Sibanda did not give reasons, but the paper said the Cabinet meeting could be moved “to accommodate arising circumstances”.

Information minister Christopher Mushowe confirmed Mugabe would be travelling.

“Yes, he is travelling on private business,” Mushowe said without elaborating on the destination and other details.

Mugabe last week told a World Economic Forum panel discussion in Durban, South Africa, on fragile States that Zimbabwe was the second most developed country on the continent after South Africa, drawing brickbats from opposition parties and critics who accused him of running down the country.
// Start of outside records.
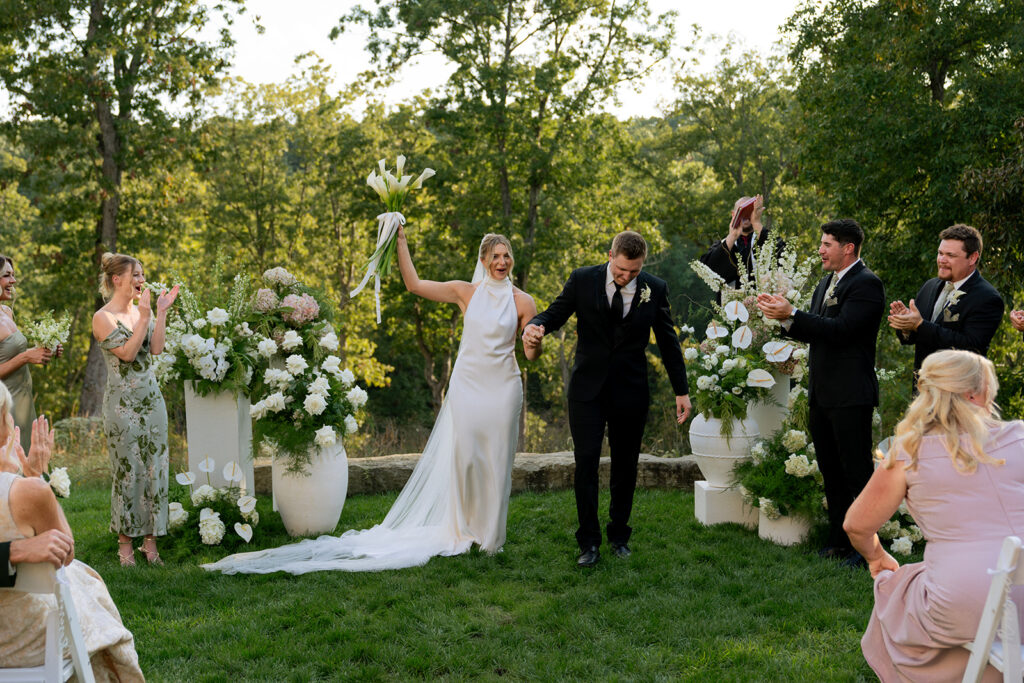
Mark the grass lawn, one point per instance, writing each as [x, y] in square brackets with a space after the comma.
[692, 603]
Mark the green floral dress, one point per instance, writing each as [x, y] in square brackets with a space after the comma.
[135, 424]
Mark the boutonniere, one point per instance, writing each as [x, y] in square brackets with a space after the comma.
[645, 294]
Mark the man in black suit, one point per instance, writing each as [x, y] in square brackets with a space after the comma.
[616, 307]
[841, 328]
[956, 309]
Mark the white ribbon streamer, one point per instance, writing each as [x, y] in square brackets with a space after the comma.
[387, 227]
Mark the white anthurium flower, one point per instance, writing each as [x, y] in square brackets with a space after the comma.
[760, 378]
[735, 310]
[232, 472]
[244, 530]
[716, 330]
[742, 337]
[777, 351]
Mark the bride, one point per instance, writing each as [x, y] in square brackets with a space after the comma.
[459, 493]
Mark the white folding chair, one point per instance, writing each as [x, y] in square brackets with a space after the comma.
[999, 619]
[62, 631]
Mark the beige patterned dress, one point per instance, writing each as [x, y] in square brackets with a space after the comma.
[23, 627]
[135, 424]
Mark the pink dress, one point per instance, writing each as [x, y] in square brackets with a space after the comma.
[924, 611]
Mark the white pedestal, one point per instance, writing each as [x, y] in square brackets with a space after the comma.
[713, 505]
[218, 426]
[784, 530]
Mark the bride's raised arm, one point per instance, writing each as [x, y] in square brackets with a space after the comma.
[454, 291]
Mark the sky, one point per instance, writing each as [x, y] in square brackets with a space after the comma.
[300, 26]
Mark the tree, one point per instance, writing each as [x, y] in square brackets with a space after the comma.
[89, 80]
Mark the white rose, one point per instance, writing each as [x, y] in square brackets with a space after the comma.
[314, 403]
[216, 315]
[296, 365]
[292, 340]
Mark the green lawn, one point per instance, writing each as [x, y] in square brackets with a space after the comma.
[692, 603]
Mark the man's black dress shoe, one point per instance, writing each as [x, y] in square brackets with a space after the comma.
[588, 557]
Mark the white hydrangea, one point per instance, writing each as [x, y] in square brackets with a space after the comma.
[176, 515]
[291, 340]
[211, 528]
[314, 403]
[296, 365]
[356, 396]
[794, 440]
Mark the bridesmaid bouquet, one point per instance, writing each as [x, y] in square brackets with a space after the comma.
[48, 332]
[392, 188]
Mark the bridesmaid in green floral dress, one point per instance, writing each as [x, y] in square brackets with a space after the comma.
[134, 415]
[15, 356]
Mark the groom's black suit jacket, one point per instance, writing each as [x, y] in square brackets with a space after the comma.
[970, 324]
[603, 352]
[842, 333]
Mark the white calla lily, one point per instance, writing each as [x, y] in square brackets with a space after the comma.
[185, 478]
[760, 378]
[777, 351]
[232, 472]
[735, 310]
[715, 331]
[742, 337]
[244, 530]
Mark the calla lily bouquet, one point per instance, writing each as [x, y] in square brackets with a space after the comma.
[219, 516]
[302, 397]
[392, 188]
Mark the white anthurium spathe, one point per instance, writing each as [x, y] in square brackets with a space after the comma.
[716, 330]
[247, 504]
[185, 478]
[244, 530]
[760, 378]
[777, 351]
[232, 472]
[735, 310]
[742, 337]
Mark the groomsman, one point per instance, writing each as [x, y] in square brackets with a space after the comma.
[957, 309]
[841, 327]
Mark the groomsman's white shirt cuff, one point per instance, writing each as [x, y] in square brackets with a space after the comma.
[628, 291]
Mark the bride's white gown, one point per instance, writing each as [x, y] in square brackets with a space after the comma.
[459, 493]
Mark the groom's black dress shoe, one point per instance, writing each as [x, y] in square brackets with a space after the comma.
[621, 550]
[588, 557]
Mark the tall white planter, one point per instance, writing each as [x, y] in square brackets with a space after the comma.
[716, 456]
[770, 417]
[218, 426]
[311, 502]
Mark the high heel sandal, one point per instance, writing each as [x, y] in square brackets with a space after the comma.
[152, 556]
[126, 560]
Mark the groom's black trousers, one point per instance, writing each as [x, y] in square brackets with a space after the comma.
[625, 418]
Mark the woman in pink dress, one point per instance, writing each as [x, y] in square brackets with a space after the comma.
[962, 471]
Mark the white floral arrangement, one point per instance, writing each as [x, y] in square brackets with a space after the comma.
[48, 332]
[214, 508]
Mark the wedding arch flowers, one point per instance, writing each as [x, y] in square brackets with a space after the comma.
[302, 397]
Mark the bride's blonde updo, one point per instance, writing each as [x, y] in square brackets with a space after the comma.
[487, 244]
[942, 408]
[113, 264]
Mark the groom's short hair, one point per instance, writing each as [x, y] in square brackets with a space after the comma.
[846, 231]
[629, 244]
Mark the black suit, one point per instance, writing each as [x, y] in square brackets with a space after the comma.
[842, 333]
[6, 579]
[969, 324]
[608, 386]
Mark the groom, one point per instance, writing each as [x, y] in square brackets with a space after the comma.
[616, 306]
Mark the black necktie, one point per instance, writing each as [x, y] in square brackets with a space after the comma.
[616, 304]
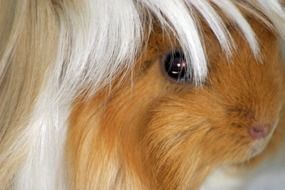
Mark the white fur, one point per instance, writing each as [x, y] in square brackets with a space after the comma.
[99, 38]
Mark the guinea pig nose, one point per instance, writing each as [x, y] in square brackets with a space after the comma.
[259, 131]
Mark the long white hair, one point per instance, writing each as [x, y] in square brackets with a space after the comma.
[53, 50]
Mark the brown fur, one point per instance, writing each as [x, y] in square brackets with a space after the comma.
[152, 133]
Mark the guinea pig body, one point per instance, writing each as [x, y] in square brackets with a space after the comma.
[139, 94]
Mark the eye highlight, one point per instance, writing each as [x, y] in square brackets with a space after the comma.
[175, 66]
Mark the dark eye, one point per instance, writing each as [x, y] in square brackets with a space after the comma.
[175, 66]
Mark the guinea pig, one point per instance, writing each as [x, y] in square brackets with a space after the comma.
[158, 130]
[140, 94]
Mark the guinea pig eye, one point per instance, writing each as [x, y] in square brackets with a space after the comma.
[175, 66]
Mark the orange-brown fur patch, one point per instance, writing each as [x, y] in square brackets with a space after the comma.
[152, 133]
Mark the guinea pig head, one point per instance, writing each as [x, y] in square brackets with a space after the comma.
[171, 132]
[229, 120]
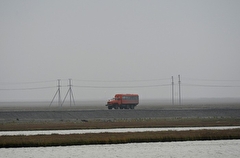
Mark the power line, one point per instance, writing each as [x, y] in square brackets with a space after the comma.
[217, 80]
[123, 86]
[18, 83]
[202, 85]
[32, 88]
[147, 80]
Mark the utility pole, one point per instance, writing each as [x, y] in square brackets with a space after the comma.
[172, 91]
[59, 94]
[70, 93]
[179, 83]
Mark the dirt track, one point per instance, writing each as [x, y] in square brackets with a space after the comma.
[86, 113]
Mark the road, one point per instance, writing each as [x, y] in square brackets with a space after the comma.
[103, 114]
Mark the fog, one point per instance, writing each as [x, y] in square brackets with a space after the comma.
[108, 47]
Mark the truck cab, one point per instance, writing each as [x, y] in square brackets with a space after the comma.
[123, 101]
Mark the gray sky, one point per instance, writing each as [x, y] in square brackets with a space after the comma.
[119, 47]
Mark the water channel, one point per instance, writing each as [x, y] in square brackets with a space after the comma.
[196, 149]
[48, 132]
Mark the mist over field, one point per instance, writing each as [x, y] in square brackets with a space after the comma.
[97, 49]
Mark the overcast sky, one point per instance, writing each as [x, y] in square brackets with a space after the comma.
[109, 47]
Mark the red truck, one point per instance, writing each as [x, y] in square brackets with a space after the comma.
[123, 101]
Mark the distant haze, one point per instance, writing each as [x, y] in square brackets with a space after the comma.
[108, 47]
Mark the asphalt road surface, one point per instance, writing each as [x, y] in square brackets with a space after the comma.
[80, 114]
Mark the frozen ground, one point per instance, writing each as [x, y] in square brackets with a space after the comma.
[196, 149]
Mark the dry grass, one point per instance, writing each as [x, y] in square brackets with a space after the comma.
[115, 138]
[137, 123]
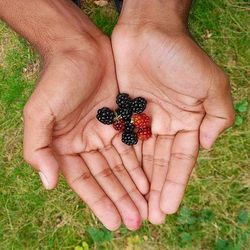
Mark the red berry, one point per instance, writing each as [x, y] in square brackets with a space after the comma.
[119, 125]
[144, 133]
[141, 120]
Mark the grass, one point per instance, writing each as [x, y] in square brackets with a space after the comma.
[215, 210]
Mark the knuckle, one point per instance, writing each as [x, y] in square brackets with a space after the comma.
[123, 197]
[171, 210]
[28, 111]
[148, 158]
[119, 168]
[162, 163]
[183, 156]
[107, 172]
[126, 151]
[134, 169]
[83, 177]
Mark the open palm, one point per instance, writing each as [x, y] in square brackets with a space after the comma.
[189, 102]
[66, 133]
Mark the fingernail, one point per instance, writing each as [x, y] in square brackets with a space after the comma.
[44, 180]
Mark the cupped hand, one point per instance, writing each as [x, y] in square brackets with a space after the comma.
[61, 132]
[189, 101]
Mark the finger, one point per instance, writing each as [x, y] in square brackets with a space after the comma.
[183, 157]
[115, 162]
[138, 152]
[103, 174]
[132, 165]
[38, 126]
[219, 113]
[161, 162]
[82, 182]
[148, 148]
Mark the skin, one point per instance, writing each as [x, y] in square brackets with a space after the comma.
[61, 132]
[188, 95]
[155, 57]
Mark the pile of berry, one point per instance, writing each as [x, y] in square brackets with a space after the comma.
[128, 118]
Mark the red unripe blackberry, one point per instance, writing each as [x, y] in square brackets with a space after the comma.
[119, 125]
[129, 138]
[141, 120]
[123, 101]
[144, 133]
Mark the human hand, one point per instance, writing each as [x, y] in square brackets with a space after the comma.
[188, 95]
[61, 131]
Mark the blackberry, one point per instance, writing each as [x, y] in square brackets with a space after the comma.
[123, 101]
[117, 111]
[126, 114]
[129, 127]
[105, 115]
[138, 105]
[129, 138]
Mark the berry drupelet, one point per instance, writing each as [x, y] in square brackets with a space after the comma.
[126, 114]
[144, 133]
[141, 120]
[129, 127]
[123, 101]
[129, 138]
[119, 125]
[105, 115]
[138, 105]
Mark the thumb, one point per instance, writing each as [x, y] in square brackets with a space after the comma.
[219, 112]
[38, 125]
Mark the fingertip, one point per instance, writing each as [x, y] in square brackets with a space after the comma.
[48, 183]
[156, 220]
[169, 208]
[133, 223]
[113, 225]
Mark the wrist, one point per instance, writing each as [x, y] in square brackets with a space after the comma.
[169, 14]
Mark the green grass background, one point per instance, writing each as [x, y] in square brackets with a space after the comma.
[214, 213]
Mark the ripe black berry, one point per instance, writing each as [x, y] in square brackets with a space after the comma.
[117, 112]
[123, 101]
[126, 114]
[138, 105]
[129, 138]
[129, 127]
[105, 115]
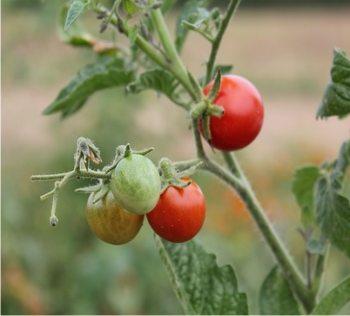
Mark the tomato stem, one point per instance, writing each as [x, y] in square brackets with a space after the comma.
[217, 40]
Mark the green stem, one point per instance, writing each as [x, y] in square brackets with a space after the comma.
[217, 40]
[278, 249]
[232, 164]
[176, 65]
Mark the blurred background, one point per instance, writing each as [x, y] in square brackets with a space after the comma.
[285, 50]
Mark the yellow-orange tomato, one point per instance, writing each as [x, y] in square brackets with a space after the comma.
[110, 222]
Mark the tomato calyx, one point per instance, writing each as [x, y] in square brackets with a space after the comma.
[171, 176]
[86, 151]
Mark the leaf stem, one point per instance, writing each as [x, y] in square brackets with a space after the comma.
[217, 40]
[319, 271]
[91, 174]
[278, 249]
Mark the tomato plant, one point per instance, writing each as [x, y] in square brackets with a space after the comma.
[243, 113]
[179, 213]
[110, 222]
[227, 111]
[136, 184]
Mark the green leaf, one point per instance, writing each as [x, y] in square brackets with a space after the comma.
[167, 5]
[336, 100]
[276, 297]
[303, 190]
[332, 208]
[188, 13]
[159, 80]
[201, 285]
[334, 300]
[76, 8]
[216, 87]
[105, 73]
[75, 35]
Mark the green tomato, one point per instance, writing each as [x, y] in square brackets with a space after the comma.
[136, 184]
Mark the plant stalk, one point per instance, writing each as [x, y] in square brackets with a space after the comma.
[217, 40]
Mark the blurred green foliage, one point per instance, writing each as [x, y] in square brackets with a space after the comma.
[66, 270]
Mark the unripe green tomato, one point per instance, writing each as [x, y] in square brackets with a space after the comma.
[136, 184]
[110, 222]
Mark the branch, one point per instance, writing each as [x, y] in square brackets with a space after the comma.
[217, 40]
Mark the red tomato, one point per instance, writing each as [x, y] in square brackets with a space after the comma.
[179, 214]
[243, 116]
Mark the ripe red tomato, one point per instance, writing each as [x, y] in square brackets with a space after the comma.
[243, 116]
[179, 213]
[110, 222]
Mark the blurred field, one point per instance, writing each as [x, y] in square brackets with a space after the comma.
[66, 270]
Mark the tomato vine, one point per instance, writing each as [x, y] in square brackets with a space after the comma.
[168, 70]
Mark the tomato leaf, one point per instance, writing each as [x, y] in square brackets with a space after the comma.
[303, 190]
[334, 300]
[105, 73]
[189, 13]
[224, 69]
[332, 208]
[336, 99]
[76, 8]
[276, 297]
[158, 80]
[200, 284]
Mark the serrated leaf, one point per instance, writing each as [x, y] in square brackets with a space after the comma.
[75, 35]
[336, 99]
[201, 285]
[167, 5]
[332, 208]
[276, 297]
[158, 80]
[188, 13]
[332, 302]
[76, 8]
[105, 73]
[303, 190]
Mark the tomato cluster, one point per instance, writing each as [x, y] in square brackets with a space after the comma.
[176, 215]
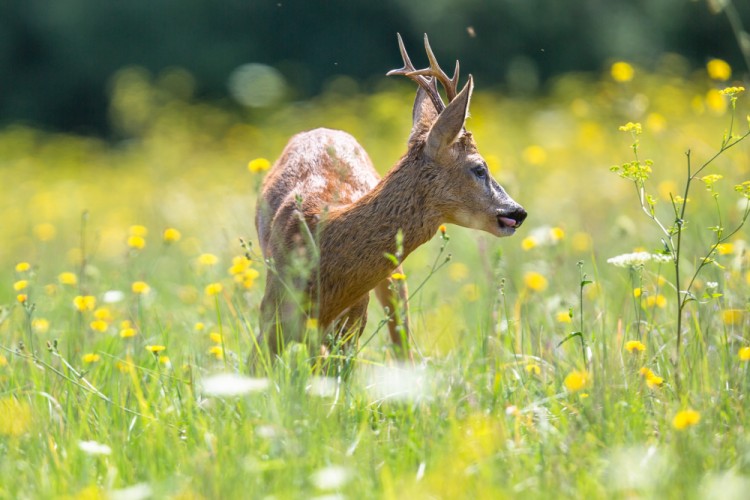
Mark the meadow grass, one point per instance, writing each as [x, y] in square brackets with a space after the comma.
[543, 370]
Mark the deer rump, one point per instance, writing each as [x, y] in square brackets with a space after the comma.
[326, 221]
[318, 173]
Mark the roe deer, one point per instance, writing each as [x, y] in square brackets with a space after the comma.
[324, 204]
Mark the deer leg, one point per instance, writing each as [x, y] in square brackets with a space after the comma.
[392, 297]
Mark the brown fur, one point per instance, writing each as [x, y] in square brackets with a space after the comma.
[326, 179]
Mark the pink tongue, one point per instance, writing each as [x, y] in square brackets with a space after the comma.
[508, 221]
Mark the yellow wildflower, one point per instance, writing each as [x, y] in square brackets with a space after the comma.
[719, 69]
[140, 287]
[658, 300]
[40, 325]
[258, 165]
[686, 418]
[622, 72]
[732, 317]
[577, 380]
[533, 369]
[725, 248]
[99, 325]
[563, 317]
[22, 267]
[634, 346]
[68, 278]
[535, 281]
[136, 242]
[636, 128]
[207, 259]
[171, 235]
[84, 302]
[213, 289]
[91, 357]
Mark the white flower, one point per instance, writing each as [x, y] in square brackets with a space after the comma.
[94, 448]
[232, 384]
[332, 477]
[638, 259]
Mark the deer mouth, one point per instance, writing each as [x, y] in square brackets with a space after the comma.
[511, 221]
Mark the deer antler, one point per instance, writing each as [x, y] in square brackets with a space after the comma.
[427, 78]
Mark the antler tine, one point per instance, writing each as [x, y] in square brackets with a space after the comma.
[426, 80]
[450, 84]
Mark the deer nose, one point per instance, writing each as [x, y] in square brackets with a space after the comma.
[517, 216]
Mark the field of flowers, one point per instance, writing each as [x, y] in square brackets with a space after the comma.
[573, 359]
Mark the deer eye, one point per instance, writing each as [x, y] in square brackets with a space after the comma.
[480, 171]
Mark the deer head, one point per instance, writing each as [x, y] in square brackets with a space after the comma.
[464, 191]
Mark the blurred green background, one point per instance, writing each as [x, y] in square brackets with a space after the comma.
[58, 58]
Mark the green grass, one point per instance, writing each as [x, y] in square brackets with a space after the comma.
[485, 412]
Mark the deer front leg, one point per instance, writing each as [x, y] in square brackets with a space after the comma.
[394, 298]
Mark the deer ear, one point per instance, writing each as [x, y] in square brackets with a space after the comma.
[424, 112]
[450, 122]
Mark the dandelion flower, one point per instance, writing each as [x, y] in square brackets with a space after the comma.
[84, 302]
[563, 317]
[136, 242]
[22, 267]
[171, 235]
[732, 317]
[634, 346]
[40, 325]
[535, 281]
[725, 248]
[533, 369]
[622, 72]
[207, 259]
[140, 288]
[719, 69]
[91, 357]
[99, 325]
[213, 289]
[686, 418]
[577, 380]
[258, 165]
[216, 351]
[67, 278]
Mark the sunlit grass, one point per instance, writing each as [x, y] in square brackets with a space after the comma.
[129, 308]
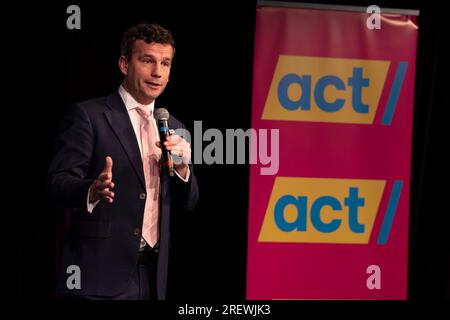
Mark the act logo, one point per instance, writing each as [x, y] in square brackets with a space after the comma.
[320, 210]
[331, 90]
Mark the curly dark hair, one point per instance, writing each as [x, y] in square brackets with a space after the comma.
[147, 32]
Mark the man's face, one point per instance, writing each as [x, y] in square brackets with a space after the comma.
[147, 72]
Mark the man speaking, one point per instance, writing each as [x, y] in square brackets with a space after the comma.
[107, 168]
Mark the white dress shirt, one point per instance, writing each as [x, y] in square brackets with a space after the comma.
[131, 104]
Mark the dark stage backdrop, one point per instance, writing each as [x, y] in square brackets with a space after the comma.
[50, 67]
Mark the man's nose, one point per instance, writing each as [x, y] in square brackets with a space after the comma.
[157, 70]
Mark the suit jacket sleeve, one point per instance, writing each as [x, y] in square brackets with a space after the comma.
[67, 182]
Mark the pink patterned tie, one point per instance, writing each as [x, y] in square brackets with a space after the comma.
[151, 156]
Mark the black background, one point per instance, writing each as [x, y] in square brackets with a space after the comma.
[48, 66]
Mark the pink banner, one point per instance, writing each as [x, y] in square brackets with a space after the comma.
[332, 223]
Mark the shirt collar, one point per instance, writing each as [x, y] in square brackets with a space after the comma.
[130, 102]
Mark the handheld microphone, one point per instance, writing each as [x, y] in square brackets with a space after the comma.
[162, 117]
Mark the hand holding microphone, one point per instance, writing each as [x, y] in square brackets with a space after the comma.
[172, 145]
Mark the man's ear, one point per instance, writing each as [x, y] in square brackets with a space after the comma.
[123, 65]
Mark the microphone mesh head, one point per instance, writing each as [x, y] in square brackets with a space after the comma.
[161, 114]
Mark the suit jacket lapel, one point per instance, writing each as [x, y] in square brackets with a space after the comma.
[120, 123]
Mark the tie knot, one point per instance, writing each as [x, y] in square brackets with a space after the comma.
[144, 112]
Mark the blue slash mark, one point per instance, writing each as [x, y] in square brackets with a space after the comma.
[395, 92]
[390, 212]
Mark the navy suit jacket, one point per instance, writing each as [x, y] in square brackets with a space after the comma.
[105, 244]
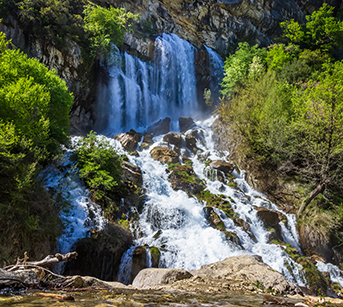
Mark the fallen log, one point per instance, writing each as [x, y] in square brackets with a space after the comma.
[47, 261]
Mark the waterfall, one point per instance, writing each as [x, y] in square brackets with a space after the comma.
[186, 239]
[216, 72]
[139, 93]
[78, 213]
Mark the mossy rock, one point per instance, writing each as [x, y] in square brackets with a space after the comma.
[100, 254]
[155, 256]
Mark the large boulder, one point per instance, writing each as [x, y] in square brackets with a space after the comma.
[153, 277]
[161, 127]
[164, 155]
[138, 261]
[132, 173]
[183, 178]
[100, 254]
[247, 268]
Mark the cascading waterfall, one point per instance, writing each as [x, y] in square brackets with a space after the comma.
[186, 239]
[140, 93]
[78, 213]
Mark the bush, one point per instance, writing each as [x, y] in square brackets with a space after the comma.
[100, 166]
[106, 27]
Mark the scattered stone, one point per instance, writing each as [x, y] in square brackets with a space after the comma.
[250, 269]
[147, 141]
[191, 143]
[183, 178]
[153, 277]
[128, 140]
[225, 167]
[155, 256]
[173, 138]
[132, 173]
[161, 127]
[185, 123]
[164, 155]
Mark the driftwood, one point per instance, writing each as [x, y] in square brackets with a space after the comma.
[22, 264]
[33, 274]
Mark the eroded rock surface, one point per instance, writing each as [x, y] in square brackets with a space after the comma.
[164, 155]
[152, 278]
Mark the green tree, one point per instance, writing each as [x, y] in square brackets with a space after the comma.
[99, 164]
[34, 97]
[236, 68]
[316, 149]
[106, 27]
[321, 30]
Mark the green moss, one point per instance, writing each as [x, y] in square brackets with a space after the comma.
[155, 256]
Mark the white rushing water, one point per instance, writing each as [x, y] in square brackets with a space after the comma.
[186, 239]
[138, 94]
[78, 213]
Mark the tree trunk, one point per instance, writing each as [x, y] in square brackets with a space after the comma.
[319, 189]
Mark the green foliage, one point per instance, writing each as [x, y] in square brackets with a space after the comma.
[34, 106]
[106, 27]
[99, 164]
[237, 67]
[321, 31]
[34, 98]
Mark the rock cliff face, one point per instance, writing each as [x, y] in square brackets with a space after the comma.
[215, 23]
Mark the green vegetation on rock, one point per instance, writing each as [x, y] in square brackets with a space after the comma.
[34, 107]
[290, 118]
[100, 167]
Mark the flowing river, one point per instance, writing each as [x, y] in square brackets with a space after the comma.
[138, 94]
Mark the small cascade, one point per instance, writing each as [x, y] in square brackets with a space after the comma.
[336, 275]
[139, 93]
[216, 72]
[177, 224]
[78, 213]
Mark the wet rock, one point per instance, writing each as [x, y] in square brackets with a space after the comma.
[246, 268]
[147, 141]
[185, 123]
[173, 138]
[271, 219]
[183, 178]
[164, 155]
[191, 143]
[129, 140]
[246, 227]
[155, 256]
[132, 173]
[78, 281]
[153, 277]
[225, 167]
[217, 223]
[198, 134]
[100, 255]
[314, 241]
[138, 261]
[161, 127]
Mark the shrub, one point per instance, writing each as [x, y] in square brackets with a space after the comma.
[99, 164]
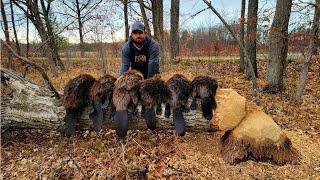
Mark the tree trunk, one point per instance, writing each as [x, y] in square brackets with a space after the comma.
[278, 47]
[126, 23]
[252, 36]
[50, 35]
[45, 32]
[311, 51]
[32, 106]
[242, 20]
[144, 16]
[255, 88]
[174, 31]
[14, 29]
[80, 28]
[6, 33]
[28, 43]
[155, 18]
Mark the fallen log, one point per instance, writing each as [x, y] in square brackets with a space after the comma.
[30, 105]
[250, 133]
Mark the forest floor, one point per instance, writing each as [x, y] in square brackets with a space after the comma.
[37, 154]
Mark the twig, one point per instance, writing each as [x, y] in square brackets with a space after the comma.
[141, 147]
[78, 167]
[37, 67]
With over 4 million citizens living on donor food handouts, industrial production virtually non-existent and citizens living in bank queues to access cash, Mugabe’s claims were viewed as indicating detachment from reality.

Opposition MDC-T spokesperson Obert Gutu said his party felt sorry for Mugabe “who is living in dreamland.”

“Mugabe is in denial. He needs to come back to reality. The country is sinking deeper into a political and socio-economic hell-hole each day he remains in office,” Gutu said.

“Mugabe isn’t bothered because he spends most of his time in Singapore or Dubai, accessing the best medical treatment that money can buy. Back home in Zimbabwe, the public health delivery system is a complete shambles, the road and railway infrastructure has virtually collapsed and ordinary people can’t even access their money from the banks because of the grinding cash shortage.”

Socio-political commentator and legal expert Alex Magaisa accused Mugabe of hypocrisy.

“This confirms a familiar pattern of hypocrisy, where the leader extols the virtues of a country, while choosing services from foreign countries. He goes to Singapore because it has an advanced medical system, which he has failed to provide to the rest of his fellow citizens back home,” Magaisa said.

“It’s an Animal Farm scenario where some animals are considered more equal than others. Zimbabwe may not be fragile to him and his immediate circle, but for the rest of the citizens it is a severely depleted and impecunious State.”

The People’s Democratic Party in a statement also said Mugabe’s ignorance was “itself a crisis”.

“The suggestion that Zimbabwe is Africa’s second most developed economy is pathological and reflective of exhaustion, cognitive dissonance and dementia. As a foreign-based President who once in a while visits the country he claims to lead, he probably mistakes Zimbabwe for Malaysia or Singapore where he spends much of his time,” the opposition party said.

Political analyst Ricky Mukonza said Mugabe was demonstrating the arrogance of power.

“His statement just demonstrates the arrogance of power that is a defining characteristic of the Zanu PF leadership. They misrule the country and still have the temerity to lie to the world about the state of affairs,” Mukonza said.

With failing health and advanced age, Mugabe’s visits to the Far East have become even more frequent.